Better than Fine - February 20, 2025 | Kids Out and About Vancouver

Better than Fine

February 20, 2025

Debra Ross

"How are you? How was school today?" you ask, every day. "I'm fine," your child answers. "It was fine."

Of course they say "fine." They always say "fine." If a troop of llamas had rampaged through the cafeteria at lunchtime, they'd answer your question with that same flat monosyllable. I've idly wondered whether kids have some brain chemical that activates every weekday at 3 pm and erases any useful details from the previous 6 hours.

To be serious, though: It's not surprising kids struggle to talk about feelings—adults do, too. Emotions can be hard to name, even to ourselves. Last week, writer Kate Welshofer's latest column introduced me to the How We Feel app (download it on iPhone & Android). Developed by scientists at the Yale Center for Emotional Intelligence, it helps people identify and track their emotions using a simple color-coded system. Seeing this mapped out over time makes something invisible and often fleeting suddenly visible and easier to think about.

Kate was writing for adults, but I realized the How We Feel app could be a great tool for helping kids learn the precise language for identifying complicated feelings. Kids engage more when learning feels like a game; using the app together can make emotional awareness a natural, low-stress habit.

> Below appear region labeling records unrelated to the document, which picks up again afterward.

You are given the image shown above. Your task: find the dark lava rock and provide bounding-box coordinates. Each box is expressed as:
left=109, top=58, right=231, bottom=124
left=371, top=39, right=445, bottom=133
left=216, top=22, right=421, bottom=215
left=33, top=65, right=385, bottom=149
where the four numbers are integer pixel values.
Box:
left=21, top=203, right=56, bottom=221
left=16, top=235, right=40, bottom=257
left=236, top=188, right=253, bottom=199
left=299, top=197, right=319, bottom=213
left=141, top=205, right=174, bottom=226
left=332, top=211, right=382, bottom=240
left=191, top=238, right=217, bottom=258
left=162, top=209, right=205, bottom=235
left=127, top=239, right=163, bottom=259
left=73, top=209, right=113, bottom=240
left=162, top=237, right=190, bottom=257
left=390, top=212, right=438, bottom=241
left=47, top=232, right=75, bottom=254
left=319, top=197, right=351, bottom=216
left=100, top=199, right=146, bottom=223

Each time you open it, they'll pick a color that fits their mood—no need to struggle for the right words. Over time, you can spot patterns together: Do tests bring out red? Are weekends mostly yellow? Recognizing these trends helps kids make sense of emotions naturally. 'Fine' might evolve to the more informative 'peaceful,' 'joyful,' or 'upbeat,' or perhaps to 'uneasy,' 'bored,' or 'stressed.'

And maybe, one day, when you ask how school was, your child will pause, reflect, and say, "It was a nuanced blend of yellow and green with subtle hints of blue, like an emotionally complex artisanal cheese." And honestly, at that point, you’ll kind of miss "fine."